Megrian, in a statement to the newspaper Wednesday, called it “disingenuous” for Rollins’s office to say he misled anyone.

“Where the district attorney’s office asked for time to review the Supreme Judicial Court case to which they were directed, where the Court granted them that time, and where they afterwards agreed that the charges were brought in error, it is disingenuous for them to suggest they were tricked by an attorney or not afforded a fair hearing by the court,” Megrian said.

What happens next

On Wednesday, Rollins’s office filed a motion to reconsider the felony charge that was dismissed.

In their statement, prosecutors said they believe “there is support for the charge” and are also alternatively prepared to “seek the issuance of a new criminal complaint on this offense.”


“We have every intention of pursuing criminal charges in connection
with this domestic violence allegation,” Rollins said in a statement. “In this case, the legal standard suggested by defense counsel had been overturned and we didn’t catch his error. Additionally, insufficient time was allowed by the Court to review the Motion to Dismiss and the legal precedent cited. This was an unfortunate misstep that was immediately noticed and corrected prior to any outside inquiry.”

According to the Globe, Herrera-Brea has been on probation since the fall following an arrest for a domestic violence charge in April 2020.
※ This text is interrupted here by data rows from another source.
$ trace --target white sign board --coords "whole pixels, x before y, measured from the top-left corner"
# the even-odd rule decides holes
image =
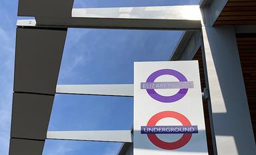
[[[198,62],[134,64],[135,155],[208,154]]]

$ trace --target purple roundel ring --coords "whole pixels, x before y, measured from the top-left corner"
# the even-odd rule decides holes
[[[161,69],[152,73],[147,79],[147,82],[154,82],[159,77],[164,75],[174,76],[180,82],[187,82],[186,77],[181,73],[173,69]],[[158,94],[154,89],[147,89],[147,93],[156,100],[161,102],[173,102],[181,99],[186,95],[188,88],[181,88],[175,94],[169,96],[162,96]]]

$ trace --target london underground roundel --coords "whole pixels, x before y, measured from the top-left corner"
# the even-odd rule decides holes
[[[181,122],[182,126],[156,126],[157,122],[165,118],[173,118]],[[165,129],[165,130],[164,130]],[[150,131],[151,130],[151,131]],[[146,131],[147,130],[147,131]],[[159,139],[155,134],[183,134],[182,137],[172,142]],[[191,126],[189,120],[184,115],[174,111],[163,111],[153,116],[147,126],[141,126],[141,133],[147,134],[149,140],[156,146],[165,150],[175,150],[186,145],[193,133],[198,133],[197,126]]]

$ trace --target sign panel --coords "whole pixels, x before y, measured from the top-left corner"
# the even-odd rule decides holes
[[[135,155],[208,154],[198,62],[134,64]]]

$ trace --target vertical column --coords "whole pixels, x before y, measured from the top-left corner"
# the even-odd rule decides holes
[[[17,29],[10,155],[42,154],[66,34]]]
[[[256,147],[235,30],[203,26],[202,32],[217,154],[254,154]]]

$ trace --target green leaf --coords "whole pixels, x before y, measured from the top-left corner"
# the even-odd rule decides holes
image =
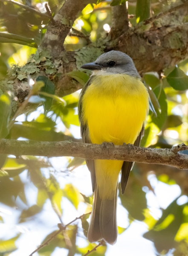
[[[141,143],[141,146],[147,147],[153,143],[156,139],[156,135],[165,124],[167,117],[167,102],[162,84],[156,76],[154,73],[147,73],[144,75],[144,79],[152,89],[152,103],[155,105],[155,110],[157,113],[157,116],[153,113],[149,113],[145,136]],[[149,90],[151,91],[150,89]]]
[[[125,231],[126,230],[126,228],[125,228],[125,227],[119,227],[119,226],[118,226],[118,234],[119,235],[121,235],[121,234],[122,234],[122,233],[123,233],[123,232],[124,231]]]
[[[115,6],[117,5],[120,5],[120,4],[123,4],[125,3],[127,0],[113,0],[112,3],[110,3],[111,6]]]
[[[51,81],[48,77],[43,76],[39,76],[36,79],[36,81],[42,81],[44,83],[44,86],[41,87],[40,90],[43,92],[47,93],[50,94],[55,94],[55,86],[53,82]],[[40,93],[39,93],[40,94]],[[52,107],[53,99],[51,97],[43,96],[46,99],[46,101],[43,104],[44,106],[44,111],[46,114]]]
[[[38,48],[37,44],[34,39],[25,38],[23,36],[0,32],[0,43],[11,43],[12,44],[18,44],[23,45],[27,45],[30,47]]]
[[[150,0],[137,0],[136,15],[137,23],[150,17]]]
[[[93,198],[91,196],[86,196],[84,194],[80,193],[81,195],[84,198],[84,201],[86,203],[87,203],[87,204],[92,204],[93,203]]]
[[[176,115],[170,115],[167,117],[167,119],[165,126],[163,127],[163,129],[177,127],[182,124],[182,122],[181,116]]]
[[[71,170],[72,171],[75,168],[77,168],[78,167],[82,165],[85,159],[83,159],[83,158],[74,157],[72,160],[69,163],[67,168],[70,168]],[[71,167],[72,168],[71,168]]]
[[[69,199],[76,209],[78,209],[81,196],[78,189],[72,184],[66,184],[64,192],[64,196]]]
[[[163,211],[161,218],[153,229],[145,233],[145,238],[152,241],[159,253],[165,250],[167,252],[174,248],[175,237],[183,222],[183,209],[184,205],[178,205],[177,198]]]
[[[7,240],[0,240],[0,253],[11,253],[17,249],[15,244],[15,241],[17,240],[20,235]]]
[[[185,90],[188,89],[188,76],[176,67],[166,78],[168,84],[175,90]]]
[[[37,205],[42,207],[48,198],[46,189],[38,189],[37,195]]]
[[[135,167],[134,168],[135,169]],[[144,220],[143,210],[147,207],[145,192],[143,191],[141,184],[137,182],[133,173],[130,175],[124,195],[121,195],[119,186],[119,196],[122,206],[132,218],[140,221]]]
[[[0,157],[0,169],[3,166],[6,160],[6,155],[1,154]]]
[[[0,140],[9,134],[8,125],[11,112],[11,97],[6,93],[0,96]]]
[[[50,237],[52,236],[58,231],[55,230],[50,234],[49,234],[43,240],[41,244],[45,243]],[[60,233],[55,236],[54,239],[49,244],[42,248],[38,253],[41,256],[50,256],[52,252],[56,247],[60,248],[67,248],[67,244],[65,242],[65,239],[62,233]]]
[[[89,78],[87,74],[81,71],[71,71],[67,73],[67,75],[75,79],[83,86],[85,85]]]

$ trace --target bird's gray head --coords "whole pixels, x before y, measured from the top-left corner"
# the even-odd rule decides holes
[[[125,74],[140,78],[132,58],[118,51],[103,53],[94,62],[84,64],[81,67],[93,70],[93,75]]]

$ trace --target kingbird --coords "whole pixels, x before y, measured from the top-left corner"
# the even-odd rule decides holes
[[[84,143],[124,143],[139,146],[144,133],[149,96],[132,58],[117,51],[103,53],[82,68],[93,73],[83,88],[78,116]],[[134,163],[86,160],[94,199],[88,232],[91,242],[104,239],[114,244],[118,234],[116,208],[118,178],[121,171],[124,194]]]

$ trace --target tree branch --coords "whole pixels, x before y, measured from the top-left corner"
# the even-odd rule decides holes
[[[96,0],[93,0],[95,3]],[[42,47],[48,49],[53,57],[62,55],[64,43],[75,20],[82,9],[91,3],[90,0],[69,0],[55,16],[53,23],[50,23],[45,34]]]
[[[93,252],[94,252],[95,251],[97,250],[97,248],[98,248],[98,247],[99,247],[99,246],[101,246],[101,245],[104,245],[104,244],[105,244],[104,241],[103,240],[102,240],[102,241],[100,243],[99,243],[97,245],[96,245],[96,246],[95,247],[94,247],[94,248],[93,248],[93,249],[92,249],[92,250],[89,250],[87,251],[87,252],[84,255],[84,256],[87,256],[87,255],[88,255],[88,254],[89,254],[91,253],[92,253]]]
[[[112,27],[110,35],[114,39],[129,29],[128,10],[125,3],[112,8]]]
[[[0,154],[48,157],[69,156],[86,159],[121,160],[157,164],[164,164],[178,169],[188,169],[188,156],[179,151],[188,149],[182,143],[169,148],[139,148],[132,145],[115,145],[69,141],[43,142],[3,139],[0,142]]]
[[[188,57],[188,29],[184,19],[188,15],[187,2],[130,28],[114,40],[110,34],[97,45],[90,44],[75,52],[64,52],[63,42],[71,27],[66,21],[73,21],[84,6],[93,2],[75,0],[76,3],[74,0],[66,1],[54,18],[55,25],[49,24],[42,43],[44,50],[39,49],[27,64],[13,69],[8,79],[1,81],[0,89],[11,90],[18,99],[13,101],[13,114],[29,92],[28,75],[34,80],[38,76],[49,77],[55,84],[55,94],[63,97],[82,87],[66,74],[81,70],[81,65],[93,61],[104,51],[114,49],[128,54],[140,74],[160,73]],[[26,112],[31,110],[31,105],[27,108]]]
[[[62,225],[61,224],[58,224],[58,227],[59,228],[59,230],[58,230],[58,231],[57,231],[57,232],[56,232],[54,235],[53,235],[53,236],[52,236],[49,237],[45,243],[39,246],[38,248],[35,250],[31,254],[29,254],[29,256],[32,256],[33,254],[39,251],[40,250],[40,249],[42,249],[42,248],[43,248],[43,247],[44,247],[46,245],[48,245],[49,243],[51,242],[51,241],[52,241],[52,240],[53,240],[58,234],[59,234],[61,232],[63,232],[64,231],[65,231],[66,228],[69,225],[70,225],[71,224],[72,224],[72,223],[74,222],[77,220],[78,220],[79,219],[81,219],[85,215],[87,215],[87,214],[90,214],[91,213],[91,212],[83,214],[82,215],[81,215],[81,216],[80,216],[80,217],[76,218],[74,220],[73,220],[72,221],[70,221],[70,222],[69,222],[69,223],[68,223],[68,224],[67,224],[65,226]]]

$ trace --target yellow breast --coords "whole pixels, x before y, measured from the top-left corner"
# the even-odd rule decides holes
[[[92,143],[133,144],[146,118],[148,95],[139,79],[127,75],[97,76],[84,95],[82,106]]]

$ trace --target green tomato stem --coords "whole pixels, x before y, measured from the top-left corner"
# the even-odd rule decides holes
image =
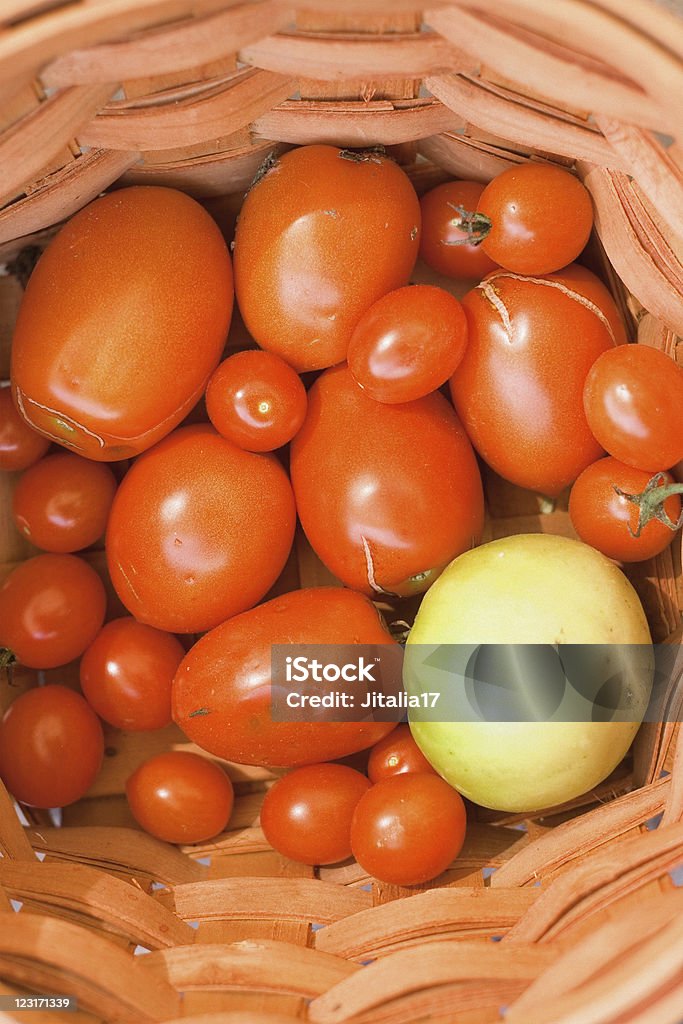
[[[638,509],[638,523],[635,530],[631,529],[631,525],[629,524],[629,532],[632,537],[640,537],[651,519],[656,519],[657,522],[664,523],[665,526],[668,526],[673,531],[683,526],[683,512],[681,512],[676,522],[674,522],[664,507],[665,502],[672,495],[683,495],[683,483],[664,483],[664,480],[666,480],[665,473],[655,473],[654,476],[650,477],[639,495],[627,495],[621,487],[614,486],[614,493],[620,498],[626,498],[628,502],[631,502]]]

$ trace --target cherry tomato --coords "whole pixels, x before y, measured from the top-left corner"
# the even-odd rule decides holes
[[[364,870],[380,882],[420,885],[455,860],[466,825],[463,798],[438,775],[392,775],[358,801],[351,849]]]
[[[420,256],[433,270],[447,278],[481,281],[498,269],[480,245],[467,245],[467,231],[460,226],[460,211],[478,209],[483,189],[479,181],[446,181],[420,200]]]
[[[116,487],[109,466],[68,452],[49,455],[16,484],[16,528],[43,551],[80,551],[103,536]]]
[[[128,610],[169,633],[200,633],[259,601],[280,575],[296,510],[272,456],[211,427],[174,431],[119,486],[106,530],[112,582]]]
[[[502,270],[463,299],[469,340],[451,379],[458,415],[497,473],[550,496],[602,455],[583,391],[615,339],[591,276],[572,268],[545,279]]]
[[[144,761],[126,782],[137,823],[166,843],[203,843],[223,831],[234,795],[218,765],[198,754],[169,751]]]
[[[291,441],[306,416],[306,389],[272,352],[237,352],[213,373],[206,392],[219,434],[248,452],[272,452]]]
[[[381,295],[407,285],[420,204],[379,153],[304,145],[252,186],[234,233],[234,287],[250,334],[296,370],[341,362]]]
[[[669,473],[660,475],[661,485],[674,482]],[[638,507],[614,490],[618,487],[628,495],[641,495],[651,476],[611,456],[585,469],[569,495],[569,517],[581,540],[621,562],[640,562],[668,548],[674,530],[657,519],[650,519],[640,536],[634,537],[638,532]],[[664,510],[672,522],[678,520],[681,514],[678,495],[664,502]]]
[[[275,597],[207,633],[173,680],[173,719],[226,761],[297,767],[372,746],[387,722],[280,722],[271,714],[273,644],[393,644],[371,601],[337,587]]]
[[[382,296],[360,317],[348,365],[376,401],[413,401],[447,381],[466,345],[458,299],[433,285],[412,285]]]
[[[292,484],[313,549],[347,587],[422,593],[481,537],[481,479],[446,399],[373,401],[346,367],[308,393]]]
[[[172,188],[121,188],[76,214],[34,270],[12,343],[19,412],[98,462],[150,447],[196,404],[232,312],[223,238]]]
[[[596,359],[584,388],[588,425],[621,462],[654,473],[683,459],[683,370],[649,345]]]
[[[117,729],[163,729],[171,723],[171,683],[184,653],[170,633],[115,618],[81,658],[81,689]]]
[[[521,164],[490,181],[478,214],[488,218],[481,247],[515,273],[552,273],[577,259],[593,227],[588,189],[552,164]]]
[[[0,386],[0,470],[28,469],[49,446],[16,412],[10,389]]]
[[[409,725],[398,725],[370,752],[368,775],[373,782],[379,782],[391,775],[403,772],[430,772],[434,769],[427,761],[416,741]]]
[[[101,580],[76,555],[36,555],[0,588],[0,647],[29,669],[80,657],[104,622]]]
[[[94,782],[103,753],[99,719],[66,686],[27,690],[0,722],[0,778],[32,807],[80,800]]]
[[[278,853],[303,864],[351,856],[351,818],[370,780],[345,765],[307,765],[279,779],[261,807],[263,835]]]

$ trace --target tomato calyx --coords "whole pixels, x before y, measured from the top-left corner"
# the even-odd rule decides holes
[[[451,221],[452,227],[458,227],[461,231],[464,231],[464,237],[462,239],[453,239],[452,241],[446,241],[441,239],[442,246],[478,246],[481,245],[483,240],[486,238],[494,222],[490,217],[487,217],[485,213],[478,213],[476,210],[466,210],[464,206],[458,206],[456,203],[446,203],[452,210],[455,210],[458,214]]]
[[[674,522],[664,507],[665,502],[672,495],[683,495],[683,483],[663,483],[666,478],[664,473],[655,473],[647,481],[639,495],[628,495],[621,487],[614,487],[614,493],[620,498],[625,498],[627,502],[631,502],[638,509],[638,522],[635,530],[631,528],[631,524],[629,523],[629,532],[632,537],[639,538],[651,519],[656,519],[657,522],[664,523],[673,532],[683,526],[683,512],[681,512],[676,522]]]

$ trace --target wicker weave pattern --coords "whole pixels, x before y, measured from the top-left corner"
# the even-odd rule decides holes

A department spokesperson told the newspaper Herrera-Brea was on administrative duty at the station and was not allowed to carry a firearm since he was arrested.

“Officer Herrara-Brea was on probation for an act of violence when he allegedly committed this new violent act,” Rollins said. “That is unacceptable conduct by a member of law enforcement. I have taken immediate steps to resolve this issue and we stand prepared to assist the Department of Probation in the matter of Officer Herrara- Brea’s blatant probation violation.”